Status: Phase 1 Complete - Index Maintenance Available Version: P0-2 Phase 1 Release Last Updated: November 5, 2025


⚠ Important Notice - Phase 1 Complete!

DML operations (INSERT, UPDATE, DELETE) in HeliosDB now include automatic index maintenance when enabled.

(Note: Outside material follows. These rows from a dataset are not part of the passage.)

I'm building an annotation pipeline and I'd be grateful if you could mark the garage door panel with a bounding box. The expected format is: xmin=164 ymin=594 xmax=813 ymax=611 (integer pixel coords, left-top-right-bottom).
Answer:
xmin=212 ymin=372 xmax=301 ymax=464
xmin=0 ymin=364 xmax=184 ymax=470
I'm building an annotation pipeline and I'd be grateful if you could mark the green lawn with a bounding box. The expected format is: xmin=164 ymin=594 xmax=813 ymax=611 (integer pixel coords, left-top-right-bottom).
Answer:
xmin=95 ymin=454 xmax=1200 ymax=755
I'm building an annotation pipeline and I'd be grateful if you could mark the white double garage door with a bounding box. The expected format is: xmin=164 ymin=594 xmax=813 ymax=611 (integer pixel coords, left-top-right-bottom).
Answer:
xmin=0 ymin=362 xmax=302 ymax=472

Phase 1 eliminates the critical index corruption risk.

What’s New (Phase 1 - Nov 5, 2025):

  • Index Maintenance Available - Enable via with_index_manager()
  • No more index corruption risk when using DML on indexed tables
  • Automatic index entry creation (INSERT)
  • Automatic index entry updates (UPDATE)
  • Automatic index entry removal (DELETE)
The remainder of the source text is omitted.